Under normal conditions, the transfer of heat includes three ways: conduction, convection and radiation. Conduction refers to the transfer of heat between directly contacting objects from the higher temperature to the lower temperature. Convection transfers heat through the flow of fluid, while radiation does not require any media. The heating element directly releases heat to the surrounding space.

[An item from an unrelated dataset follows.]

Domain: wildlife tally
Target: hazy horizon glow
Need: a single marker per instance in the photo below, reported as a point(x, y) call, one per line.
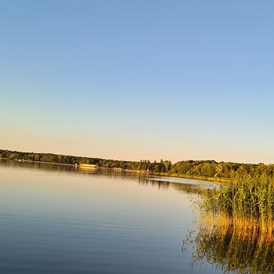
point(134, 80)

In practical applications, there are two ways to dissipate heat, radiator and fan, or the use of both at the same time. The radiator conducts the heat of the chip to the radiator through close contact with the surface of the chip. The radiator is usually a good heat conductor with many blades. Its fully expanded surface greatly increases the heat radiation and at the same time circulates air. It can also take away more heat. The use of fans is also divided into two forms, one is directly installed on the surface of the radiator, and the other is installed on the chassis and rack to increase the air flow rate in the entire space. Similar to the most basic Ohm's law in circuit calculations, there is a most basic formula for heat dissipation calculations:
Temperature difference = thermal resistance * power consumption
In the case of a radiator, the "resistance" of heat release between the radiator and the surrounding air is called thermal resistance, and the size of the "heat flow" between the radiator and the air is represented by the power consumption of the chip, so that the heat flow is dissipated by the heat. When the radiator flows to the air, due to the existence of thermal resistance, a certain temperature difference is generated between the radiator and the air, just as a voltage drop will be generated when a current flows through a resistor. Similarly, there will be a certain thermal resistance between the heat sink and the surface of the chip. The unit of thermal resistance is °C/W. When choosing a radiator, in addition to the consideration of mechanical dimensions, the most important parameter is the thermal resistance of the radiator. The smaller the thermal resistance, the stronger the heat dissipation capacity of the radiator. Here is an example of calculation of thermal resistance in circuit design to illustrate:
Design requirements:
Chip power consumption: 20 watts
The highest temperature that the chip surface cannot exceed: 85 degree Celsius
Ambient temperature (maximum): 55 degree Celsius
Calculate the thermal resistance of the required heat sink.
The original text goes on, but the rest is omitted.